What changed is that the intuition became manufacturable. The moment it arrived, one of the first artifacts the agent vendors shipped was Decagon’s Agent Operating Procedure: the SOP, reborn, written for a machine. I spent eight months at Decagon writing them for enterprise support floors, and the format survived its own funeral for a reason. Natural-language rules that compile into validated workflows are the only form of machine behavior a compliance team can read. Pure intuition fails the institution too, absorbing all the mess and producing nothing an auditor can sign. Neural on the way in, symbolic on the way out: inside an institution, that is the only architecture that survives both contact with reality and contact with a lawyer.

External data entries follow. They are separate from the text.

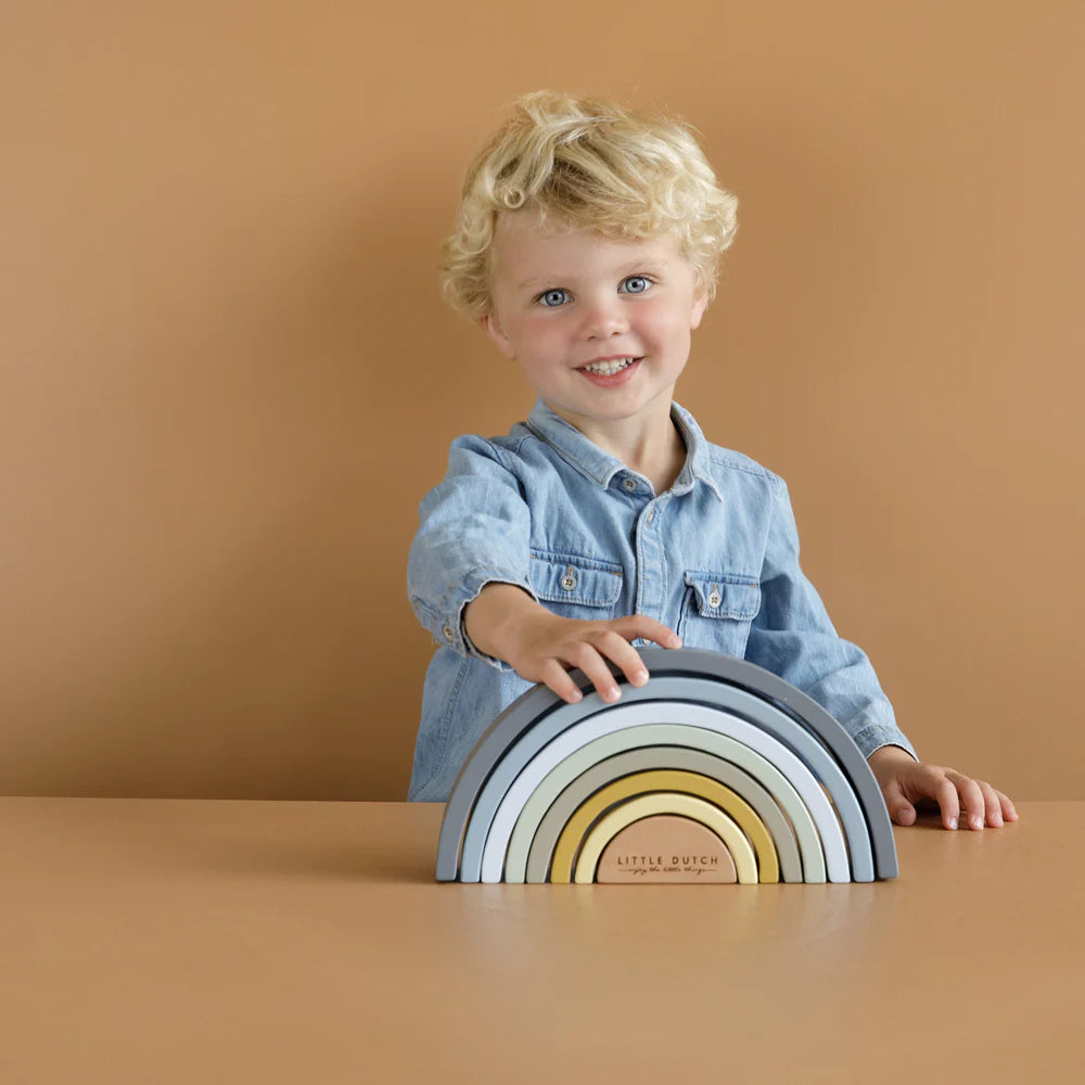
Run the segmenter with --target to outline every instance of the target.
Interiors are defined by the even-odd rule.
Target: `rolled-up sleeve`
[[[536,598],[529,537],[531,512],[507,455],[483,437],[457,437],[444,480],[419,506],[407,559],[410,604],[436,643],[509,669],[471,643],[463,611],[487,584],[514,584]]]
[[[787,484],[776,477],[774,488],[761,610],[751,624],[746,659],[814,698],[852,736],[864,757],[882,745],[902,746],[915,757],[870,660],[838,636],[820,596],[803,574]]]

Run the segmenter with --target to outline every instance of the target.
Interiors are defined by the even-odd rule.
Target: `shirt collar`
[[[693,488],[693,480],[703,482],[722,501],[723,494],[712,476],[709,443],[701,427],[688,410],[676,403],[671,404],[671,418],[686,443],[686,463],[674,485],[673,494],[685,494]],[[527,427],[545,441],[566,463],[575,468],[586,478],[605,489],[618,472],[629,469],[615,456],[604,452],[575,426],[554,413],[541,399],[536,400],[527,416]]]

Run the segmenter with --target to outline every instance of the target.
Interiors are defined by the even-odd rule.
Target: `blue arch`
[[[754,699],[748,701],[748,705],[755,707],[755,702],[760,701],[770,714],[774,714],[775,710],[777,714],[788,717],[791,724],[801,728],[803,732],[815,738],[840,764],[844,776],[852,784],[866,821],[869,833],[866,853],[872,858],[872,869],[856,868],[855,880],[869,881],[875,877],[897,876],[893,830],[873,774],[851,736],[813,698],[753,663],[716,652],[652,648],[639,649],[639,652],[652,678],[647,686],[635,688],[624,684],[624,677],[618,675],[620,682],[624,684],[623,703],[656,699],[656,690],[660,690],[661,685],[671,685],[659,684],[660,678],[707,679],[707,682],[699,682],[699,688],[705,689],[719,684],[720,689],[711,701],[702,701],[699,694],[698,700],[701,703],[728,707],[727,702],[735,701],[733,694],[744,691]],[[610,707],[593,692],[591,684],[580,672],[573,672],[572,677],[586,693],[583,701],[577,704],[566,704],[545,686],[535,686],[509,705],[475,744],[452,784],[445,807],[437,844],[438,881],[455,881],[459,877],[468,881],[477,881],[478,872],[474,869],[474,855],[477,853],[481,863],[480,841],[485,842],[500,796],[526,760],[529,760],[529,755],[527,758],[522,755],[525,744],[521,744],[521,753],[515,760],[507,756],[510,749],[529,730],[533,732],[531,745],[541,749],[566,727]],[[728,687],[732,695],[728,695]],[[750,711],[741,711],[740,714],[750,718],[752,723],[760,722],[751,718]],[[763,715],[756,711],[755,714]],[[487,801],[478,805],[484,790],[487,793]],[[853,843],[852,838],[856,835],[853,832],[848,837],[850,844]],[[470,859],[468,868],[464,869],[461,869],[460,864],[461,844],[464,847],[464,856]]]

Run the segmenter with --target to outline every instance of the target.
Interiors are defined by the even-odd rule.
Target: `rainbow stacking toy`
[[[741,660],[641,649],[608,704],[513,702],[452,784],[437,880],[869,882],[897,875],[881,791],[819,704]]]

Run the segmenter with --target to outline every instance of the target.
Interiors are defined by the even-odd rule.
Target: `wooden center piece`
[[[735,882],[735,860],[711,830],[677,814],[626,826],[603,850],[597,882]]]

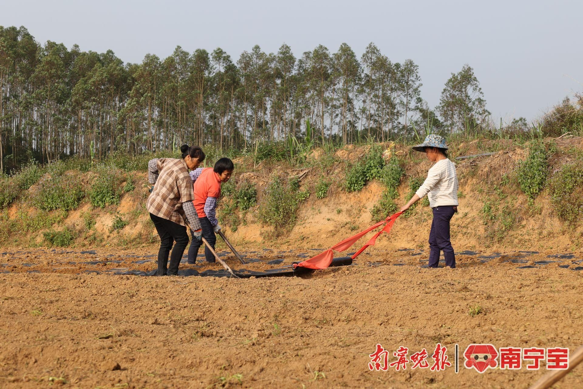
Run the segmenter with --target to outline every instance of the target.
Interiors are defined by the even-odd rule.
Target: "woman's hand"
[[[401,207],[401,212],[404,212],[405,211],[409,209],[409,207],[410,207],[412,205],[413,205],[416,202],[419,201],[420,198],[417,195],[416,193],[413,195],[413,197],[412,197],[411,199],[409,201],[409,202],[408,202],[406,204]]]

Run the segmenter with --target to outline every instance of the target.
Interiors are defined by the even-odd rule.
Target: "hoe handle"
[[[229,241],[229,240],[227,239],[227,237],[224,236],[224,234],[220,230],[219,230],[219,234],[220,235],[220,237],[222,238],[223,238],[223,240],[224,240],[224,243],[227,244],[227,246],[229,246],[229,248],[231,249],[231,251],[233,251],[233,253],[235,254],[235,257],[237,257],[237,259],[239,260],[239,262],[240,262],[242,264],[246,263],[245,261],[243,260],[243,258],[241,257],[241,255],[239,255],[239,253],[237,252],[237,250],[235,250],[235,248],[233,247],[233,245],[231,244],[231,242]]]
[[[235,275],[235,274],[233,272],[233,271],[231,270],[231,268],[229,267],[229,265],[226,264],[224,261],[219,258],[219,255],[217,254],[216,251],[215,251],[212,246],[210,246],[208,241],[206,241],[206,239],[202,238],[202,241],[204,243],[205,245],[206,246],[206,248],[210,250],[210,252],[213,253],[213,255],[215,255],[215,258],[216,258],[216,260],[219,261],[219,263],[222,265],[223,267],[226,269],[227,271],[230,273],[233,277],[237,277],[237,276]]]

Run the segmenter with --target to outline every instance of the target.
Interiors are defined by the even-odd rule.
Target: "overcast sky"
[[[474,68],[493,117],[531,120],[583,91],[583,1],[0,0],[0,25],[37,40],[111,49],[125,62],[220,47],[234,61],[283,43],[296,57],[343,42],[360,58],[374,42],[394,62],[419,65],[432,107],[464,64]]]

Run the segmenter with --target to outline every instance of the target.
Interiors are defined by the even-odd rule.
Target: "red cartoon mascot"
[[[466,358],[466,367],[473,367],[478,373],[483,373],[488,367],[498,366],[498,352],[492,345],[471,344],[468,346],[463,356]]]

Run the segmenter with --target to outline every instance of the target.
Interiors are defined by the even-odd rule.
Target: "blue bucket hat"
[[[447,146],[445,145],[445,138],[434,134],[427,135],[423,143],[413,146],[413,149],[415,151],[424,152],[426,147],[438,147],[440,149],[447,150]]]

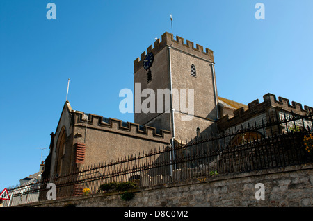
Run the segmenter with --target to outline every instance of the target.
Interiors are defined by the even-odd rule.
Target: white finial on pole
[[[70,87],[70,78],[67,80],[67,91],[66,92],[66,101],[67,101],[67,96],[68,96],[68,88]]]

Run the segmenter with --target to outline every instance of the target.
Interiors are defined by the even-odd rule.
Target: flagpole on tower
[[[67,101],[68,88],[69,88],[69,87],[70,87],[70,78],[68,78],[68,80],[67,80],[67,91],[66,92],[66,100],[65,101]]]

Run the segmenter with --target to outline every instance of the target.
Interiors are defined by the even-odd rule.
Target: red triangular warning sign
[[[8,195],[8,190],[6,189],[6,188],[5,188],[4,190],[1,192],[1,194],[0,194],[0,200],[10,200],[10,197]]]

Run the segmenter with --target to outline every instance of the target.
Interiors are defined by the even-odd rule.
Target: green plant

That scheduler who knows who’s owed the good shift is real; I’ve sat across a working-session table from her at a hospital in Akron, where the team I’m part of at Percepta spent this spring extracting exactly her program. Nurse scheduling there ran on managerial memory: ninety employees, every week, twenty-plus hours per scheduling period. Underneath the roster was a fairness ledger (who covered the holiday, who was owed something easy after a string of hard shifts), and one assistant manager squared it lying in bed at night, wondering if she’d remembered to give someone time off. The system that replaced the binder, Nightingale, is an optimization engine, not a chatbot, and its core is that unwritten ledger made explicit. “We calculate a running karma balance for each nurse,” the embedded researcher explains: take the expensive shift nobody wants, and the system remembers you are owed. Twelve weeks from scoping to production. The manager’s verdict: “Nightingale already knows. Everybody knows everything.”


Everybody knowing everything is the promise: the manager sleeps, and the institution stops depending on any one skull. It is also the observer effect arriving, because not everything unwritten is a documentation failure. A favor written down becomes a debt. Discretion written down becomes policy, then liability. The ledger worked for years partly because it was deniable. In Seeing Like a State, James Scott read work-to-rule as proof that formal order is parasitic on informal processes it could not create and cannot maintain. The karma ledger suggests something stronger: some of the informal order survives only while it is deniable, so the acknowledgment itself is the destructive act. Write everything down carelessly and you get high modernism with better tooling. I don’t get to watch this one from the balcony: we made karma a number, and whether a computed balance stays a fairness instrument or curdles into entitlement (why is my karma lower than hers) is an empirical question my own work will answer within the year. I’ll know we’ve lost if the first scheduling dispute cites a karma score as evidence; I’ll know it held if the arguments stay about shifts and never become arguments about the number. The gap between the rules and the institution was never empty space: it’s where mercy, favors, and every unrecorded negotiation lived, and it was the workers’ only leverage short of walking out. Extracting the ledger extracts that too.

The zeal strike worked because the rules were wrong about the institution. Our rules will rot too; what’s changed is that rewriting them now costs less than patching around them, so the gap never gets time to grow back. I don’t know what we lose when obeying the letter stops being a threat.